The synagogues—or shuls—portrayed in the exhibit include B’nai Israel on Lloyd Street near Corned Beef Row, still vibrant in the one-time epicenter of Jewish Baltimore; Shaarei Tfiloh, also in operation, in Druid Hill Park (where the Jewish community migrated after first settling in East Baltimore); and the former Eutaw Place Temple of the Oheb Shalom congregation in Bolton Hill, designed by Joseph Evans Sperry, best known as the architect of the Bromo Seltzer Tower.

Another painting of note is a sad and beautiful corner building (boarded up and scarred) of pale orange brick—once home to Congregation Ahava Achim at 427 Pulaski Street—in southwest Baltimore, an area known during the Great Depression as “Little Jerusalem.”

“I’m honest [in depicting] all the work I do, but when you’re painting a religious building there’s an extra feeling of, ‘I better get this right,’” says Crystal Moll, perhaps Baltimore’s best known plein air artist who contributed a canvas of the old Eutaw Place Temple, modeled after the Great Synagogue of Florence, Italy and now a Masonic Lodge.
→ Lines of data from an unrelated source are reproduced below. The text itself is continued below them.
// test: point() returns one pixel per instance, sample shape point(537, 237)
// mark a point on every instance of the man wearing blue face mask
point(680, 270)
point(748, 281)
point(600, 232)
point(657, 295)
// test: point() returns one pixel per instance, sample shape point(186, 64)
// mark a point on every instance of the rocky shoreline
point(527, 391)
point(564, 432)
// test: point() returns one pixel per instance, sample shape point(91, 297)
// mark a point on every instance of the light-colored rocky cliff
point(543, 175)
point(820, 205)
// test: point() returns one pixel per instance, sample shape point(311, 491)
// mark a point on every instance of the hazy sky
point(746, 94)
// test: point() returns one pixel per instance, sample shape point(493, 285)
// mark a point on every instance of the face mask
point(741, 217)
“I’ve always wanted to paint that building,” says Moll, who did a 16 inch-by-16 inch detail of the grand building’s domes and also has a painting of Shaarei Tfiloh in the show. Each visit to Eutaw Place, she said, took a few hours and she set up her easel there about six times before completing the work.

“You always have great conversations when you’re sitting on the sidewalk painting,” Moll says. “People come up and say that they’re an artist too, pull out their phone and show you pictures of their work.”

Which is all well and good. You can’t really haul around framed canvases all the time to share your art with friends and strangers. But long after digital images have been deleted or lost in some cyber crash, oil on canvas—like the faith represented in the “Baltimore’s Bygone Synagogues” show will endure.

“It’s about making sure all the colors work together,” says Abrams. “I’m not too mystical—with me, what you see is pretty much what you get. It’s all about capturing the light…”

Along with a couple of centuries of faith, migration, and history in the Queen City of the Patapsco River.